The No voters (or the probably more realistic people, my husband would argue) countered at 18%.
The Women Yes, But Men No voters (fence sitters, as I like to call them) rallied at 18%, as well.
And my personal favorites; Only if One is Gay or Ugly voters (I love you all for your refreshing honesty) came in at 3%.
And so, my hubs is picking the crow out of his teeth, so sure was he that the whole damn world thinks his way.

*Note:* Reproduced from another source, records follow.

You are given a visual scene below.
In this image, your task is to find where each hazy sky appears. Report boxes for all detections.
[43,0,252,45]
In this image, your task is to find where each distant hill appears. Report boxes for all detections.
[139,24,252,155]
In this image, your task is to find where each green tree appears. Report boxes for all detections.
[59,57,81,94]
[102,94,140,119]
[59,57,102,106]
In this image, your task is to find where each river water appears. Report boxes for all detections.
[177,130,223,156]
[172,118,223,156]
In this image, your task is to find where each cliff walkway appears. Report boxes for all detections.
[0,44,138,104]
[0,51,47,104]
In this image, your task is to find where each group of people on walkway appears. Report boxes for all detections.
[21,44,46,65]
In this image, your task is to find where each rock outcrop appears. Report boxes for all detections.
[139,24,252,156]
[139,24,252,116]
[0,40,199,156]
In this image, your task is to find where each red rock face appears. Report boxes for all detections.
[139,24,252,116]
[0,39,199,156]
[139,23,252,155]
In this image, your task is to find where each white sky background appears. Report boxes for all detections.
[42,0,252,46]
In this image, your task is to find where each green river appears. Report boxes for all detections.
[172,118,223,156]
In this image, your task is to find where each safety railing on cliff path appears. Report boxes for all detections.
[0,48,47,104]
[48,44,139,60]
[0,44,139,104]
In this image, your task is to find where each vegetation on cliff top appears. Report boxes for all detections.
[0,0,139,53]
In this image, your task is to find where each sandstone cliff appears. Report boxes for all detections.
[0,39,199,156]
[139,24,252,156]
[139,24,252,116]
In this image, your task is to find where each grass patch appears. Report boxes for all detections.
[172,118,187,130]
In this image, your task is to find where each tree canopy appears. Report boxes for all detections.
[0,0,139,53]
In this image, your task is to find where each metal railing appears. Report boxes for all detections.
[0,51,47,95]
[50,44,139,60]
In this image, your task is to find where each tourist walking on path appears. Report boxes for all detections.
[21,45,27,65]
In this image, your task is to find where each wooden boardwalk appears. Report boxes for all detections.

I’m not naive, (shut up, dear brother-in law) I do realize not all women and men can be friends. And not every married couple can handle outside non-romantic friendships of the opposite sex. But then, not everyone is me, and not everyone has the fabulous good fortune of being married to the sexiest, sweetest (albeit, slightly archaic thinking) husband like mine.
So until the hubs pulls the plug on my man friends, or until his lady friends start tossing their panties at his head (and let’s face it, I’m sure more than a few want to,) I think I’m just going to keep my man buddies.
Because at the very least, they make me realize over and over again, how very lucky I am to have my Boo.
And if Boo secretly fantasizes about his lady friends, well that’s okay too. Because at the end of the day, it’s me he is wrapping his arms around, while letting me shove my icy toes between his butt crack. (Canadian foreplay, didn’t you know?)
Besides, we all know who wears the pants around here.
Boo-YAH!!






Jenifer
You go girl!
I usually just stick my toes on hubby’s legs, however I will have to try that butt-crack thing! LOVE IT!!
alleygator
Reminds me of the question that came up with Husband one day:
“Would you let your significant other go on vacation with your best friend?”
I would trust husband with my best friend but he was quick to jump in with a hard NO and say exactually which friend he wouldn’t trust me with
Abandoned in Pasadena
My husband says I have the coldest toes ever. Just wait until I stick them up his butt crack. hehehe
ECR
Sometimes I think I was a Canadian in a past life.
Shaniqua
Long ago and far away, this topic came up at work when I was talking about some guys chatting me up at the gym and one of them stuck out his hand to introduce himself and shake my hand. My sweaty, gloved hand. So gross. But social niceties prevailed and I automatically shook hands, only later thinking “ick.”
When I told the guys the next day at work, they said the guy was hitting on me. I was in utter disbelief. Their motto was “If a guy is talking to you, 99 % of the time, he’s hitting on you because he already HAS enough friends and they’re men. So what else does he need to talk to you for?”
I was stunned. They drilled it into me for several years and I began to believe it was true, especially after doing my own survey. Unless the guy is gay or married, he doesn’t just want to be your friend. If he’s married and being nice to you, it’s because either he wants to sleep with you or because he feels safe talking to you behind the safety bars of wedded commitment.